To our best knowledge, this study is the first to report that 9-PAHSA attenuates cardiac microvascular I/R injury, potentially by activating LKB1/AMPK/ULK1-mediated autophagy-dependent STING degradation to suppress apoptosis. Thus, 9-PAHSA may be a promising therapeutic option for alleviating cardiac microvascular I/R injury.
鉴于心脏微血管损伤在早期缺血/再灌注(I/R)损伤的病理过程中可能比心肌细胞损伤发挥更关键的作用,靶向微血管的治疗策略非常必要。棕榈酸-9-羟基硬脂酸(9-PAHSA)是一类新型生物活性抗炎脂质,广泛分布于蔬菜、水果和药用植物中,尤其是西兰花和苹果。然而,9-PAHSA在预防心脏微血管I/R损伤方面的药理作用和潜在机制鲜有研究。

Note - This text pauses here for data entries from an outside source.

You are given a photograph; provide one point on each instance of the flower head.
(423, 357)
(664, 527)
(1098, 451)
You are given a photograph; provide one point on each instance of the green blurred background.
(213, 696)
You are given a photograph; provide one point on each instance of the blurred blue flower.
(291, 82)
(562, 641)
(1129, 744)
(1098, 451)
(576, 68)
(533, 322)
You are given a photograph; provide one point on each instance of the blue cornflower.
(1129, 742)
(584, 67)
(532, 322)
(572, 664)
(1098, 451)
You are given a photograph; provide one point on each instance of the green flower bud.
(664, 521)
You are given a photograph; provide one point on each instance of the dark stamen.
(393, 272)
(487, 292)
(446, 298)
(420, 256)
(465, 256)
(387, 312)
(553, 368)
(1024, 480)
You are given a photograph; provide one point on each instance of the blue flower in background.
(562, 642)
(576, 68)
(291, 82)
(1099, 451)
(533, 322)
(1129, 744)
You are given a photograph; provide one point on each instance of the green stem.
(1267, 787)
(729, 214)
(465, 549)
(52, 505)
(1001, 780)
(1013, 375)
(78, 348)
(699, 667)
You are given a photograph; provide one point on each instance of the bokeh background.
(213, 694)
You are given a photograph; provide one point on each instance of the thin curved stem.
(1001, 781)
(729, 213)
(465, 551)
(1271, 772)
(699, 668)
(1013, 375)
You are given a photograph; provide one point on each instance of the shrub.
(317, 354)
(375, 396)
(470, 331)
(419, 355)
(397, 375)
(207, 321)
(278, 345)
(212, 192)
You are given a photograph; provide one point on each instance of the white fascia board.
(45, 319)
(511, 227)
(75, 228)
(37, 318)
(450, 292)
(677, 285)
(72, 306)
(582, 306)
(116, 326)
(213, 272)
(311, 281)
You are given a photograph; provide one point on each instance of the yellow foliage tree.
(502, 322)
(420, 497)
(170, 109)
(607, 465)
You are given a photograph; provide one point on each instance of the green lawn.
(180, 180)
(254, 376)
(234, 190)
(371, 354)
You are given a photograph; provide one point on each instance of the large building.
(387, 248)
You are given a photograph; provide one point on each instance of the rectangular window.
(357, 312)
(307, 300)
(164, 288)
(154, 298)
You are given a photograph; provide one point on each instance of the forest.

本研究旨在探讨9-PAHSA对心脏I/R损伤后冠状动脉微血管的潜在作用及其分子机制。
采用免疫荧光染色、蛋白质印迹法等实验方法,在体内和体外评估9-PAHSA在心脏微血管I/R损伤中的作用及机制。
给予9-PAHSA可显著减轻心肌I/R诱导的微血管损伤,表现为微血管结构受损、局部血流灌注减少和内皮屏障功能降低。此外,给予9-PAHSA可保护冠状动脉内皮细胞(CMECs)的结构和功能,使其抵抗I/R损伤,这一作用至少部分是通过增加自噬介导的。机制上,9-PAHSA通过LKB1/AMPK/ULK1途径激活自噬,并通过自噬-溶酶体途径促进STING降解。
据我们所知,本研究首次报道9-PAHSA可减轻心脏微血管I/R损伤,其潜在机制可能是通过激活LKB1/AMPK/ULK1介导的自噬依赖性STING降解来抑制细胞凋亡。因此,9-PAHSA可能是缓解心脏微血管I/R损伤的一种有前景的治疗选择。